Why do you value expressing your personal experience in your music?
It's very therapeutic and cathartic and it's tremendously satisfying...to have anyone say that one of your songs touched them or influenced them is a reward without measure...I am first and foremost a music fan...if I am able to impart to someone else what music has done for me, then that is a tremendous blessing
Have you written or performed tributes to any other of your musical influences (Sinatra, the Beatles, etc.)?
I wrote a song called Elvis & Marilyn and there are allusions to my heroes in a lot of my songs...in '59 Stratocaster there is an allusion to While My Guitar Gently Weeps, "smilin' gently to that heavenly band"...

Is there any specific place that you prefer for writing new music? (And what is your song writing process like for you?)
When I first wake up seems to be the favored time right now...I wake up with an idea and try to flesh it out before the distractions of the day begin...but any time any where, just trying to grab those songs that Bill Monroe said are out there in the air...

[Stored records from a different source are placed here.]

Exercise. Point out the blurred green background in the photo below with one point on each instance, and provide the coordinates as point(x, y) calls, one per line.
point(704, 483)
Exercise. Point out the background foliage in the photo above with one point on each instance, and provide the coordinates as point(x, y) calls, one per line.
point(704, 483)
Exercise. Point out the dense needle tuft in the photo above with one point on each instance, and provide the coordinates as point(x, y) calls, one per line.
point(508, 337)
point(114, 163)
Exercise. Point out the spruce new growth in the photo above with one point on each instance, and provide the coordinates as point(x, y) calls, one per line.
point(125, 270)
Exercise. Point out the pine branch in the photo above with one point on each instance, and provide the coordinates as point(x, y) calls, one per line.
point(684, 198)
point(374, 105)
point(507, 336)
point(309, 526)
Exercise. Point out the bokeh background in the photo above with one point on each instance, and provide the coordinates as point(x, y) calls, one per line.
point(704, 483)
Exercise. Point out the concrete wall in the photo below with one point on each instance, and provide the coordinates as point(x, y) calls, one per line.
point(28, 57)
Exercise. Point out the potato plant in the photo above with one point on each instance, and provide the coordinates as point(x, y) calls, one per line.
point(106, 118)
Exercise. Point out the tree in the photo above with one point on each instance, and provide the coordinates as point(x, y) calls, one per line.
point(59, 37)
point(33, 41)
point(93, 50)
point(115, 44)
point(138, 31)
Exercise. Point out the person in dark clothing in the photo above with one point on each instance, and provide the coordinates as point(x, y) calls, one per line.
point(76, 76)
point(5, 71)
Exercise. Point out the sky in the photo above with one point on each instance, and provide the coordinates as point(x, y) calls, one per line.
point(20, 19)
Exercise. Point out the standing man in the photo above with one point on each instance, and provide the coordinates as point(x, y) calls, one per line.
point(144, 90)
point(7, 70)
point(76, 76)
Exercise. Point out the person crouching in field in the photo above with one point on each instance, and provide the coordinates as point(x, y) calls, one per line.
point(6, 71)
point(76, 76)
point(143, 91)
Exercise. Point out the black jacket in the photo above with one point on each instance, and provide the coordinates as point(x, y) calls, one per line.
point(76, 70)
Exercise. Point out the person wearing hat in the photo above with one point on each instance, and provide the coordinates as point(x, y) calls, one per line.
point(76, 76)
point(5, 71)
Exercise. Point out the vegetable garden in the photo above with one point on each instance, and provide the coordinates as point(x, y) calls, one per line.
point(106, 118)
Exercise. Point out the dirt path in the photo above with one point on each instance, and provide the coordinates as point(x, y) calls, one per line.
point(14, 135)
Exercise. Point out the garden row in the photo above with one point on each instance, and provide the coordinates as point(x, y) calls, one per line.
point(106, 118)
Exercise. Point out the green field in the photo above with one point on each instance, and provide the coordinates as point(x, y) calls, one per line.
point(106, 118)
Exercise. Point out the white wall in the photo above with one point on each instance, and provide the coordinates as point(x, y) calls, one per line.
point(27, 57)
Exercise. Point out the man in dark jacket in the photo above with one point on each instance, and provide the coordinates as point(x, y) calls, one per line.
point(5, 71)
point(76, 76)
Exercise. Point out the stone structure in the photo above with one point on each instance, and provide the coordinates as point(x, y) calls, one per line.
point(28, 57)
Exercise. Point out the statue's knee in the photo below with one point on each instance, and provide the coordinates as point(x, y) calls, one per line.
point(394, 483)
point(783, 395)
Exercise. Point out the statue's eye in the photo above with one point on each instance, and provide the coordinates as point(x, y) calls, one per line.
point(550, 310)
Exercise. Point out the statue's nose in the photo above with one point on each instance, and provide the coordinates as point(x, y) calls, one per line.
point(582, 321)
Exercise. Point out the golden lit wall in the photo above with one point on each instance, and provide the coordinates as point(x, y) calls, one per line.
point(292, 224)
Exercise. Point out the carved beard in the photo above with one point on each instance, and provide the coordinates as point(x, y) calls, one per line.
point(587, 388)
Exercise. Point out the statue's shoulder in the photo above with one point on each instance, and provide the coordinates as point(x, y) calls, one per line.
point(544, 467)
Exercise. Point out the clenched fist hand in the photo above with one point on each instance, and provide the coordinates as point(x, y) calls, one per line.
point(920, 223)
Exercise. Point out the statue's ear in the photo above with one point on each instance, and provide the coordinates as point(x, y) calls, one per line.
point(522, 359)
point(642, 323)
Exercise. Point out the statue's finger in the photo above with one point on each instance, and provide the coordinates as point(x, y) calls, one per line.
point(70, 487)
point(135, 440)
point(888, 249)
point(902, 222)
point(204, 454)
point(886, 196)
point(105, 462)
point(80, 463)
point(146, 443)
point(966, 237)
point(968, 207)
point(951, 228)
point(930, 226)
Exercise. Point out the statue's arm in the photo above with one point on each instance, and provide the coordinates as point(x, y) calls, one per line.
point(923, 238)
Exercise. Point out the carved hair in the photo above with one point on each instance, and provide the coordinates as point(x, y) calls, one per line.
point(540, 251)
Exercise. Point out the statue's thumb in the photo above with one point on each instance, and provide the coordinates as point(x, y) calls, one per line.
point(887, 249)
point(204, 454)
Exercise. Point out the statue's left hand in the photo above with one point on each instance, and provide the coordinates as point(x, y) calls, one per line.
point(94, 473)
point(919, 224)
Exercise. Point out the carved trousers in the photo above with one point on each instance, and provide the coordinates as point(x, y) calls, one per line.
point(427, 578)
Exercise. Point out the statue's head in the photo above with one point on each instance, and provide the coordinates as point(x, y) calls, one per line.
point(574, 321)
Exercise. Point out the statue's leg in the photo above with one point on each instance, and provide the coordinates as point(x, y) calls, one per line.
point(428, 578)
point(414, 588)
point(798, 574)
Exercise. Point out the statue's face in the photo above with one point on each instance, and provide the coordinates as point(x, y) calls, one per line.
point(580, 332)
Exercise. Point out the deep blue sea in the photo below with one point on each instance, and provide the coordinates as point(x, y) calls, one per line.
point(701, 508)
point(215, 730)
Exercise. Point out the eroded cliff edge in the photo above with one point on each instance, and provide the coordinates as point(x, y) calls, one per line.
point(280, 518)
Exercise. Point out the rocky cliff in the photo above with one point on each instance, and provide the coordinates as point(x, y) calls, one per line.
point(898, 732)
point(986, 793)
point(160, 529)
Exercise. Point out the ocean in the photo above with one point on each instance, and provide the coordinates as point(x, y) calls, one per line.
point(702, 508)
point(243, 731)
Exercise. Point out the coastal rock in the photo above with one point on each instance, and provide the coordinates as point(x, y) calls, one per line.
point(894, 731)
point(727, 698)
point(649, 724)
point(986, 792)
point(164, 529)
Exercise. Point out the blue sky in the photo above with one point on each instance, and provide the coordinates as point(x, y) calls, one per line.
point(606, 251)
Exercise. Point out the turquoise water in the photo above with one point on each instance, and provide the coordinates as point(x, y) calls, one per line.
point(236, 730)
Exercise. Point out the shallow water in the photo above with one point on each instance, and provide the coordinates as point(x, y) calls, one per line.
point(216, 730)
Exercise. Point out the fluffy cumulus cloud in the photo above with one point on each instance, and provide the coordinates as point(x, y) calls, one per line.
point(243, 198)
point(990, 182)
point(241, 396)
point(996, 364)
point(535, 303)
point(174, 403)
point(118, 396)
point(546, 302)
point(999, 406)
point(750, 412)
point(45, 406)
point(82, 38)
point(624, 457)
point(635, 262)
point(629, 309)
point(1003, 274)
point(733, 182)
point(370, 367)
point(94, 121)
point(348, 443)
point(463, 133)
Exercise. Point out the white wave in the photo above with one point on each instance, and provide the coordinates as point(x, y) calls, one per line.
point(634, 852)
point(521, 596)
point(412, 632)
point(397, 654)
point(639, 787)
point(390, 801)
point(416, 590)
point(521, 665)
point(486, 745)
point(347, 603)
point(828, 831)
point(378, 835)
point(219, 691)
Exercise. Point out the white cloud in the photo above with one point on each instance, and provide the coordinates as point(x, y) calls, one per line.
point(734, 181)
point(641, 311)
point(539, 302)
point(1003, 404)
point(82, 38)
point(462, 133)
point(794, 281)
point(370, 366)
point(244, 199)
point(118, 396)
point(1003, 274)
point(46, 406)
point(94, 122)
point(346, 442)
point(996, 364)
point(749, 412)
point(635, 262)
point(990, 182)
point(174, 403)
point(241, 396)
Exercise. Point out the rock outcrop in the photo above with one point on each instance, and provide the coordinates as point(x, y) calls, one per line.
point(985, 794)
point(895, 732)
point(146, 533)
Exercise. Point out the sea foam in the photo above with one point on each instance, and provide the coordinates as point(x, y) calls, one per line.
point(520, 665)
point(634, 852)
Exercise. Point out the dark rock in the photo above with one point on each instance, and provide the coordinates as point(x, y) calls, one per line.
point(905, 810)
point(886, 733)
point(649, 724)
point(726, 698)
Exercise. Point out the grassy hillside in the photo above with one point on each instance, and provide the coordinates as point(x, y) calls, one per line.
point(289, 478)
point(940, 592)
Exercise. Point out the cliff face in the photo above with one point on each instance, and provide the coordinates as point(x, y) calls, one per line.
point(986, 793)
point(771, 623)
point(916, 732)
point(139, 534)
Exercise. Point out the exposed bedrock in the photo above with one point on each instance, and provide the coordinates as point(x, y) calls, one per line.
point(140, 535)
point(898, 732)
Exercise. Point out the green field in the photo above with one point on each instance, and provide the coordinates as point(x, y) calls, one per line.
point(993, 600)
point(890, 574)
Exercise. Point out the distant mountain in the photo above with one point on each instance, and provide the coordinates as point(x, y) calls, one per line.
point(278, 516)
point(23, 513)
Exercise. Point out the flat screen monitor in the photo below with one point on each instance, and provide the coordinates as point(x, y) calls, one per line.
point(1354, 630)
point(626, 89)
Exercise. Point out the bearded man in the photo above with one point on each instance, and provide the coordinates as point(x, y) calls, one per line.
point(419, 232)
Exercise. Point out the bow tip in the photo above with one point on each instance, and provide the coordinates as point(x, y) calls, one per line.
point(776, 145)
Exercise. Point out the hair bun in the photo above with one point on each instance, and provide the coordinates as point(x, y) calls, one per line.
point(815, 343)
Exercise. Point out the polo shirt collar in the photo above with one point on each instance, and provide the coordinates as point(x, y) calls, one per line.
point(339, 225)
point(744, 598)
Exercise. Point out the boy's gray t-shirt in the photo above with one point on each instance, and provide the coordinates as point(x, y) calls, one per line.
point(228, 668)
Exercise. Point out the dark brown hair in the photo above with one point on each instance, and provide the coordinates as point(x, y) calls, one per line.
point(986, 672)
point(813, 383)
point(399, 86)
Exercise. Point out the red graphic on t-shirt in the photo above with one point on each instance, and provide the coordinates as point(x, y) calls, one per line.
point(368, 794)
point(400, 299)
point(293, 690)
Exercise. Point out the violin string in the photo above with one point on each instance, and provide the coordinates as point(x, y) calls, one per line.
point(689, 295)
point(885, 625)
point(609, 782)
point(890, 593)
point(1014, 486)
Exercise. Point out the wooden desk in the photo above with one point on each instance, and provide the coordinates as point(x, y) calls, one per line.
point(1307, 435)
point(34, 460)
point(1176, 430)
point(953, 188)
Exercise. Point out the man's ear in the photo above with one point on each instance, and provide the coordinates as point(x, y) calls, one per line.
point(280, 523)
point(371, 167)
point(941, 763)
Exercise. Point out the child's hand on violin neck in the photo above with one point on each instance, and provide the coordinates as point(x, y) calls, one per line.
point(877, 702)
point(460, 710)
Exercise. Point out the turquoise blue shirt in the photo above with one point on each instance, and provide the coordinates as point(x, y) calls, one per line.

Talk about your recent work with the music producer David Z (Prince, Etta James and A ha), what was that like for you? (What was the creative process like?
Another tremendous and humbling honor...his concentration and focus and musical sensitivity was something to behold and be a port of...at one point he took a plastic pill container and reduced the amount of pills to get the right sound he wanted for added percussion...I was in awe and amazement for the whole process...he also couldn't have been more kind or gracious

Which song still stays with you from the recording process? And why? 
They all do...there all so close to me and to hear them get developed and come to life is a dream come true...
'59 Stratocaster is especially that way because everything really came together so nicely to pay tribute to the Great
Buddy Holly, Spencer's guitar is just so pretty...30 Days and Elizabeth and Spring stand out and See You Walkin' from working with David Z...but believe me, they all mean a lot to me

Would you like to add anything more to the readers?
Just thanks so much for taking precious time to check out our music...time is tight and I appreciate the personal investment it takes to check out new and different things and all the better if that becomes a positive experience...it's always a two way street...and then always, the most important thing to one and all, Rock On!